At the time Seritage did not name the locations of the leases being terminated, and because he hadn’t heard otherwise Ahitow believed the North Riverside was not one of the 12.
Seritage informed Ahitow of its decision earlier this week in a conference call. He said the company gave no reason for the decision.
“They gave no explanation of why they would close before the holidays,” Ahitow said, adding that to the best of his knowledge Seritage did not have a tenant lined up for the roughly 90,000-square-foot upper floor of the anchor location.
“We’ve talked about working jointly to find a [tenant],” Ahitow said.
Traditional mall anchors disappearing
When Sears closes at the end of summer, it will become the third anchor tenant to have folded at North Riverside Park Mall.
When it opened in the mid-1970s, the shopping center boasted three legacy retail powerhouses as its anchors, including Montgomery Ward, Carson Pirie Scott and J.C. Penney.
It also boasted a popular mini-anchor tenant in Madigan’s, a smaller family-owned department store chain that had roots in Chicago going back a century. Madigan’s was the first to close in 1992, and its former two-story space on the west side of the mall has seen a parade of budget retailers come and go. Part of the former Madigan’s space remains vacant following the departure of Fallas in 2018.
Montgomery Ward followed suit in 2001, with Sears taking over the 180,000-square-foot anchor property at the mall’s north end a year later.
Carson Pirie Scott went bankrupt and closed all of its stores in 2019, including the 160,000-square-foot anchor space on the west side of the North Riverside Park Mall. It remains vacant.
The writing appeared to be on the wall for Sears as the Carson’s saga was playing out. Already on shaky ground for years, Sears Holdings sought bankruptcy protection in October 2018 and by the beginning of 2019 was on life support, with the company facing liquidation.
But Lampert, who helmed Sears Holdings as it crumbled, bought the failing retailer at auction for $5.2 billion, keeping open 425 Sears and Kmart stores, including the Sears store at North Riverside, which by that time had consolidated its operations onto the upper floor of the anchor space.
With Sears’ demise, the only anchor tenant left at the mall is J.C. Penney, which itself is in the midst of bankruptcy proceedings and has announced it intended to close 242 stores.

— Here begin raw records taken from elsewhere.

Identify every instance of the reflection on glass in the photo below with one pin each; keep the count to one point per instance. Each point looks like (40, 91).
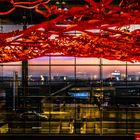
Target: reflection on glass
(37, 71)
(9, 68)
(88, 72)
(81, 60)
(62, 60)
(40, 60)
(62, 72)
(106, 61)
(116, 72)
(133, 73)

The North Riverside Park Mall location was not among those targeted for closing in the first wave of more than 150 stores announced in early June or on a smaller closure list released last week.
Published reports have revealed that a pair of shopping mall operators, Simon Property Group and Brookfield Property Partners are exploring buying the company as they own dozens of malls where J.C. Penney stores are located.
The two companies bought the women’s clothing retail chain Forever 21 out of bankruptcy earlier this year. In 2016, Simon teamed with another mall property owner, General Growth Properties, to buy the Aeropostale clothing retailer.